Light a Single Candle by Bevery Butler is one of those books. I know I read this more than once as a kid. But I hadn’t thought about it again until it popped up at a book exchange a couple of months ago. I saw it and exclaimed “I loved this book!” Which seems kinda weird to say, when it’s about a girl going blind. Not exactly light summer reading.
Last month, I finally picked it up again. I had those emotions you almost always get when you pick up a book you loved as a kid but haven’t touched in decades: will it hold up? will I have changed too much? was it ever any good?

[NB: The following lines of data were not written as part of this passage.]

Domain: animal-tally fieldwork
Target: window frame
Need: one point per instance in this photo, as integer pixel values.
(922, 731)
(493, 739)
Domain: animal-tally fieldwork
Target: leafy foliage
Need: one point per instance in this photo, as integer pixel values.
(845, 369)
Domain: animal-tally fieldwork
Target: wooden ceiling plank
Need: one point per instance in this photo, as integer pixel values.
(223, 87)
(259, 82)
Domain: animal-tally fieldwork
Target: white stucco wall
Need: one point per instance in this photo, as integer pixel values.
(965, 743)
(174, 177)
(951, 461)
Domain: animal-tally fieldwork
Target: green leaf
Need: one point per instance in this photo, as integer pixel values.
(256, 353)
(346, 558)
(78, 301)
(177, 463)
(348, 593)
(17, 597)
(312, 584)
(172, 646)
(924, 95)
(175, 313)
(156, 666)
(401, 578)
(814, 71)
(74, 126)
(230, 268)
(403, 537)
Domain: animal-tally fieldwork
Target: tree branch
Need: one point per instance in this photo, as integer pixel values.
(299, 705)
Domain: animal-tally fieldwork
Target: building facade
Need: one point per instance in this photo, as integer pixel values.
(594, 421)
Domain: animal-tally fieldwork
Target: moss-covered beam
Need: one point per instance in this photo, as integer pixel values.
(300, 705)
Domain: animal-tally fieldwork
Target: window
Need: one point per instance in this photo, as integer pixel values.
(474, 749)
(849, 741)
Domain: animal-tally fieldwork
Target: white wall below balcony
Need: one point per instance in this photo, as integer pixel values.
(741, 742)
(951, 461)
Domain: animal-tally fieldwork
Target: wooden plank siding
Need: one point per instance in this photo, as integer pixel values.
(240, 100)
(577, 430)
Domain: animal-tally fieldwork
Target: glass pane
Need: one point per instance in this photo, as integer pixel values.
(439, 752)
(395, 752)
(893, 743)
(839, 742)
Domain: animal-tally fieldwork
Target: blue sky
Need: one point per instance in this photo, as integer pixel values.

At first, it didn’t do much for me. And then, around the time Cathy stops feeling sorry for myself and heads to guide dog school, I fell completely head over heels again. It wasn’t until I read the author’s note that I realized that this book is most certainly kidlit history. It’s not one of those crappy, made-up tragic stories for teens (Lurlene McDaniel, I’m looking at you), but based on Beverly Butler’s experiences when she went blind at 14. Suddenly, the story took on a whole new resonance. Did Butler have a similiar horrible State School for the Blind experience? We know from the brief “About the Author” that she also had a guide dog, which makes me very happy. But what about the rest of her life? I attempted to do some digging on Butler. She died in 2007 and was a continuous advocate for the blind. There’s one more book about Cathy Wheeler, but my library doesn’t have it. Beyond that, there’s just not much about her life.
Just before beginning this post, I did a quick skim through the goodreads reviews. The word “dated” is used several times. Umm, yes, it could be considered dated since it was first published in 1962. But when does a book go from dated to historical fiction? This is a great look at what the options were back in the 1960s, before the ADA (which wasn’t signed into law until 1990. 1990 people!). The public school tried to accommodate Cathy, and really, the only reason she left for the State School was because a friend didn’t know how to deal with her new disability. Her experiences at the State School would have been far different if someone besides Mrs. Creel (who is Evil) was in charge. And there really weren’t a lot of job options, especially if you didn’t have the support of family and friends. This isn’t dated, this is history.
Despite its “datedness”, Butler does a great job of showing the range of reactions from Cathy’s friends. Friends like Pete Sheridan and Joan. People that just don’t know what to do. And people like that still exist. But there are also great friends, like Mary Beth and dreamy Steve. So much of her book is still applicable today. I especially noticed the reminder that there are many different kinds of blindness. We do a collaborative event at the museum with the American Foundation for the Blind and local vision impaired teachers. One of the first things they tell us in the training is that these kids aren’t blind–visually impaired is a much better word. Some can see light and dark, some have a limited range of vision, some can see things if they’re super-magnifiied, and more. So seeing the range of visually impaired students at the State School seems rather forward-thinking–until you remember that Butler didn’t do research on this topic, she lived it.
So yes, I admit the historian in me bristled at the repeated use of the word “dated” when describing this book. Because that word just doesn’t do this book justice. Cathy is a great character, and she has a great story. It feels real because it was real. Books like this should still be read today, even though it was published almost 50 years ago and may be “out-dated.” We need these pre-ADA books to remind us of how far we’ve come. That’s what history is all about, right?